Codes for correcting editing errors
Madhu Sudan (Harvard)
The ``edit distance'', also known as the Levenstein distance, between two strings X, Y over some alphabet Sigma, is the minimum number of insertions and deletions in X that will transform it to Y. For example if X = 010101010101 and Y = 101010101010, then their Hamming distance is 12 while the edit distance is 2 - since you can delete the first 0 in X and insert a 0 in the last position to get Y. In this talk we will consider the task of correcting editing errors, i.e., the task of recovering X, given a string Y obtained from the transmission of X followed by a "few" editing errors.
Coding theory has traditionally focussed mostly on correcting Hamming errors and till recently the theory of coding for editing errors was far behind. A recent series of works by Haeupler and Shaharasbi (with varying sets of authors) has completely transformed this picture, and brought us to the stage where the results subsume what we know for the Hamming setting, at least for large constant sized alphabets! (Of course the proofs also use the state of the art results in the Hamming setting to get there.)

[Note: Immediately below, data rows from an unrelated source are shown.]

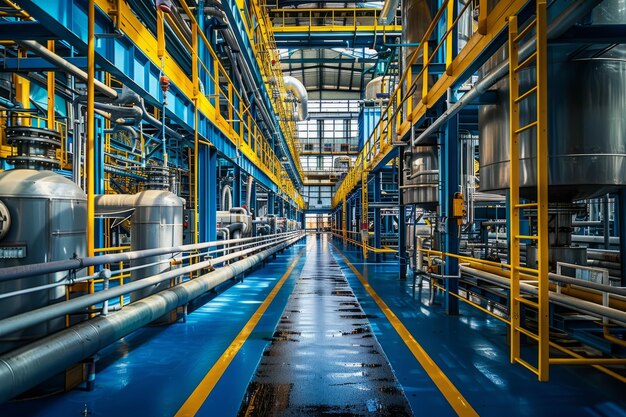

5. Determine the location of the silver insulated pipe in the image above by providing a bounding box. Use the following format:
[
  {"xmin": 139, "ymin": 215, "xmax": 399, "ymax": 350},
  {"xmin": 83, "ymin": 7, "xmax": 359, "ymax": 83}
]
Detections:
[
  {"xmin": 283, "ymin": 75, "xmax": 309, "ymax": 122},
  {"xmin": 96, "ymin": 190, "xmax": 184, "ymax": 301}
]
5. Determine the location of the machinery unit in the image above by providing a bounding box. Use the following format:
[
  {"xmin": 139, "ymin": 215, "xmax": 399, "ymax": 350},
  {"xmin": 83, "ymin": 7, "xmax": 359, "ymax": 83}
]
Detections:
[
  {"xmin": 217, "ymin": 207, "xmax": 252, "ymax": 239},
  {"xmin": 0, "ymin": 169, "xmax": 87, "ymax": 352},
  {"xmin": 402, "ymin": 146, "xmax": 439, "ymax": 210},
  {"xmin": 0, "ymin": 126, "xmax": 87, "ymax": 352},
  {"xmin": 96, "ymin": 190, "xmax": 184, "ymax": 300}
]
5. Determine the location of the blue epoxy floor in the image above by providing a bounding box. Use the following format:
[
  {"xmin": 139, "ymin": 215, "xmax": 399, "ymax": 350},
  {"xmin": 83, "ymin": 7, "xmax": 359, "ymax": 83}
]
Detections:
[
  {"xmin": 239, "ymin": 238, "xmax": 413, "ymax": 417},
  {"xmin": 0, "ymin": 236, "xmax": 626, "ymax": 417},
  {"xmin": 326, "ymin": 236, "xmax": 626, "ymax": 417},
  {"xmin": 0, "ymin": 237, "xmax": 305, "ymax": 417}
]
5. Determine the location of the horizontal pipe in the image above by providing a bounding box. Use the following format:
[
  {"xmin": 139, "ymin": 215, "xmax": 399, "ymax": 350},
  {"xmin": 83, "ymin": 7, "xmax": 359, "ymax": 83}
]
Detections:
[
  {"xmin": 0, "ymin": 232, "xmax": 301, "ymax": 403},
  {"xmin": 0, "ymin": 234, "xmax": 300, "ymax": 337},
  {"xmin": 412, "ymin": 0, "xmax": 600, "ymax": 146},
  {"xmin": 17, "ymin": 40, "xmax": 117, "ymax": 99},
  {"xmin": 0, "ymin": 232, "xmax": 298, "ymax": 282},
  {"xmin": 459, "ymin": 265, "xmax": 626, "ymax": 324}
]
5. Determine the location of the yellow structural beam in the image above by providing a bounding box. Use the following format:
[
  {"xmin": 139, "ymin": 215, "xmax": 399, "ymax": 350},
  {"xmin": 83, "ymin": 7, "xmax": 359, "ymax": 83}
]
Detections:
[
  {"xmin": 269, "ymin": 8, "xmax": 402, "ymax": 34},
  {"xmin": 95, "ymin": 0, "xmax": 305, "ymax": 209},
  {"xmin": 238, "ymin": 0, "xmax": 304, "ymax": 180},
  {"xmin": 332, "ymin": 0, "xmax": 527, "ymax": 208}
]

In this talk, I will use a recent theorem (from a paper with Haeupler and Shahrasbi) as an excuse to talk about these developments. Our theorem shows that for every delta < 1, gamma < infinity and epsilon > 0, there is an constant q and an infinite family of q-ary codes of rate 1 - delta - epsilon which can be list decoded in polynomial time from delta fraction deletions and gamma "fraction" insertions. Depending on availability of time we will speak about the two main ingredients in this result: (1) The corresponding result in the Hamming setting (where we allow delta fraction deletions, but only allow same number of insertions in the same locations) which comes from the Folded-Reed-Solomon-Codes of Guruswami and Rudra and the many followups. (2) Synchronization strings, which are magical ingredients introduced by Haeupler and Shahrasbi that convert codes for Hamming settings into codes for editing errors.